Sedimentary Rocks Facts

Sedimentary Rocks Facts
Rocks on Earth are often broken down by the process of weathering. These broken particles, called sediments, are carried away by streams and rivers. When these particles collect and become compacted together over time, they stick together and form a larger structure. These larger structures are referred to as sedimentary rocks.
Interesting Sedimentary Rocks Facts:
Sedimentary rocks are extremely important resources that give us clues about the Earth's past.
Sedimentary rock has layers of sediments that are arranged according to their density.
Compaction is the process by which sediments form sedimentary rock.
Cementation is the process of minerals dissolving and then holding the particles together in a sedimentary rock.
The process by which sediments harden to form sedimentary rock is called lithification.
Fossils of organisms become buried over time and are often found in sedimentary rock.

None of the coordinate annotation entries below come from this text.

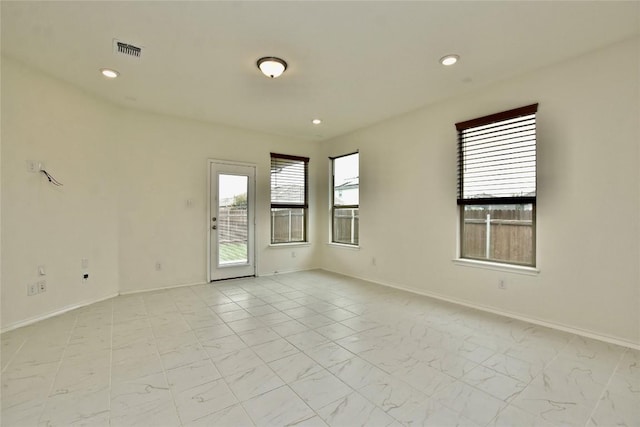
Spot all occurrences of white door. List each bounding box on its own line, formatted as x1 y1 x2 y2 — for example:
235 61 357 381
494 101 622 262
209 161 256 281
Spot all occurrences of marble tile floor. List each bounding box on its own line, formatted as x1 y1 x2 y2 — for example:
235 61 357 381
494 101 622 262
0 270 640 427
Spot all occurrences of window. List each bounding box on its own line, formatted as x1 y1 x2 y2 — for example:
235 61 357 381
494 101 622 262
456 104 538 266
271 153 309 243
331 153 360 245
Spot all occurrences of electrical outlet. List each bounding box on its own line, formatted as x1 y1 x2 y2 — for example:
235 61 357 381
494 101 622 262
27 283 38 297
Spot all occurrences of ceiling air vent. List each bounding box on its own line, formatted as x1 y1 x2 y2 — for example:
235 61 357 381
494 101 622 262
113 39 142 59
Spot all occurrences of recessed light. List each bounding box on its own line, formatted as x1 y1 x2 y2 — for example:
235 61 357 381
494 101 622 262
257 56 287 79
100 68 120 79
440 55 460 66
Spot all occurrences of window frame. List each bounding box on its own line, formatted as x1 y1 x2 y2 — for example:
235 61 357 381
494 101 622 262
269 153 309 246
455 103 538 269
329 150 360 247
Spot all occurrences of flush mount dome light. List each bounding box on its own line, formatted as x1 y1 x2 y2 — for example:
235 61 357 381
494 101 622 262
440 55 460 66
258 56 287 79
100 68 120 79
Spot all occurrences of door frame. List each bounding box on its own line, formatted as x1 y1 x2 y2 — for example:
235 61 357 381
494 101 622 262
206 159 258 283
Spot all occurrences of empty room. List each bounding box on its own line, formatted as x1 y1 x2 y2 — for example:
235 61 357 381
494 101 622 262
0 0 640 427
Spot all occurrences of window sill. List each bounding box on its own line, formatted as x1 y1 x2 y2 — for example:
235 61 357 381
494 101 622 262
453 258 540 276
269 242 311 248
327 242 360 250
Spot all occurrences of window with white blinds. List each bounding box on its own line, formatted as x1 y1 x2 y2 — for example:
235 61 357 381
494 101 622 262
271 153 309 244
456 104 538 266
456 104 538 205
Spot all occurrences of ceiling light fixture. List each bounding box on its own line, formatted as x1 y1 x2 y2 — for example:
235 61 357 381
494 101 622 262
257 56 287 79
440 55 460 66
100 68 120 79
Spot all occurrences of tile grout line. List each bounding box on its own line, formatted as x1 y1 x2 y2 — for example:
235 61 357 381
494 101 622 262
182 284 257 425
1 338 29 374
585 348 629 426
38 313 78 424
142 291 184 426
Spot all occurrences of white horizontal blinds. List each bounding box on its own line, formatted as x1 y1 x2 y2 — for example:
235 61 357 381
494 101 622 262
271 153 309 208
456 104 537 204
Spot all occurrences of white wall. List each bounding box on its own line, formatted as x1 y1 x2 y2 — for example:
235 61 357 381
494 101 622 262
0 57 319 330
118 110 319 292
1 58 118 329
319 39 640 345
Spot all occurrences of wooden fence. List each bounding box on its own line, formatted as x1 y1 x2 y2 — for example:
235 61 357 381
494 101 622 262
333 209 360 245
217 206 247 243
271 209 304 243
462 209 534 264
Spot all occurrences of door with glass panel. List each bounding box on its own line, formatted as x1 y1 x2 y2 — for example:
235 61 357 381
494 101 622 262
209 161 256 280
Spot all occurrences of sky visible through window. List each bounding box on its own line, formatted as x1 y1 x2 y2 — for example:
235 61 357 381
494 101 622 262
333 153 360 187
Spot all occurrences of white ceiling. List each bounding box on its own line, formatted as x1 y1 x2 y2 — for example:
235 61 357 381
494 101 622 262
1 0 640 140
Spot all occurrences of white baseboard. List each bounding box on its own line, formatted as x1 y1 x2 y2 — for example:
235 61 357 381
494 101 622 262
120 282 207 295
0 292 118 333
324 268 640 350
259 267 322 277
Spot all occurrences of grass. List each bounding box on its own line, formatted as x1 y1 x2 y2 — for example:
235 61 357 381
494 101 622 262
218 242 247 263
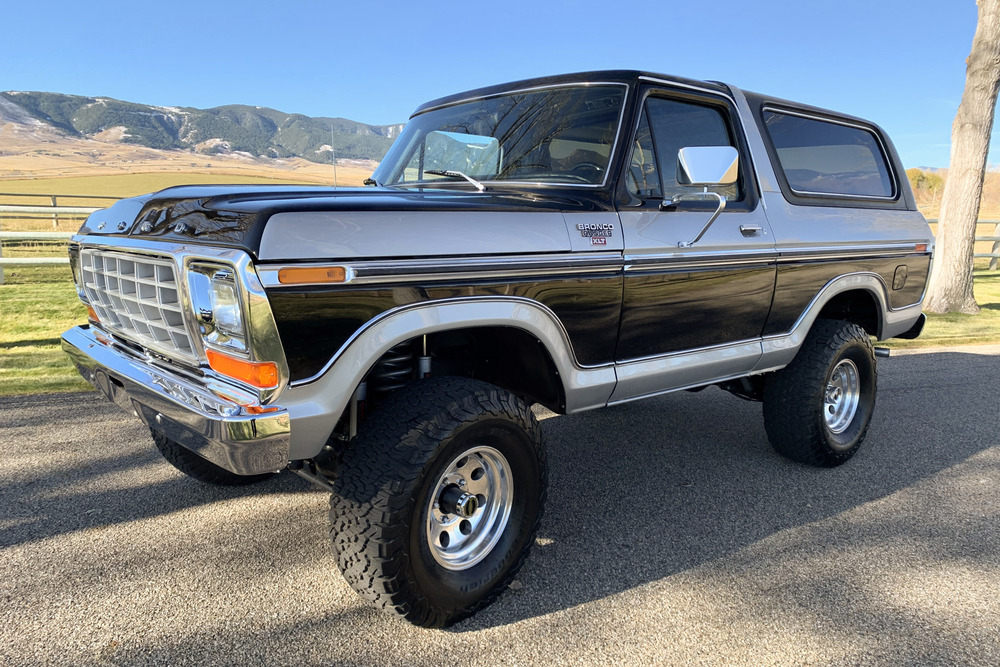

Sedimentary rocks are divided among three different groups based on their composition and texture.
Classic sedimentary rock forms when older rocks break down and become compacted together.
Examples of classic sedimentary rock include sand-stone and breccia.
Sand-stone is a sedimentary rock that has been used to make housewares since prehistoric times.
Organic sedimentary rock has a high amount of organic material and can be used as a source of petroleum and tar.
Examples of organic sedimentary rock include limestone and coal.
Chemical sedimentary rock forms when minerals come out of a solution and crystallize.
The majority of chemical sedimentary rock comes from minerals left behind by evaporated water.
An example of chemical sedimentary rock includes halite which is also known as table salt.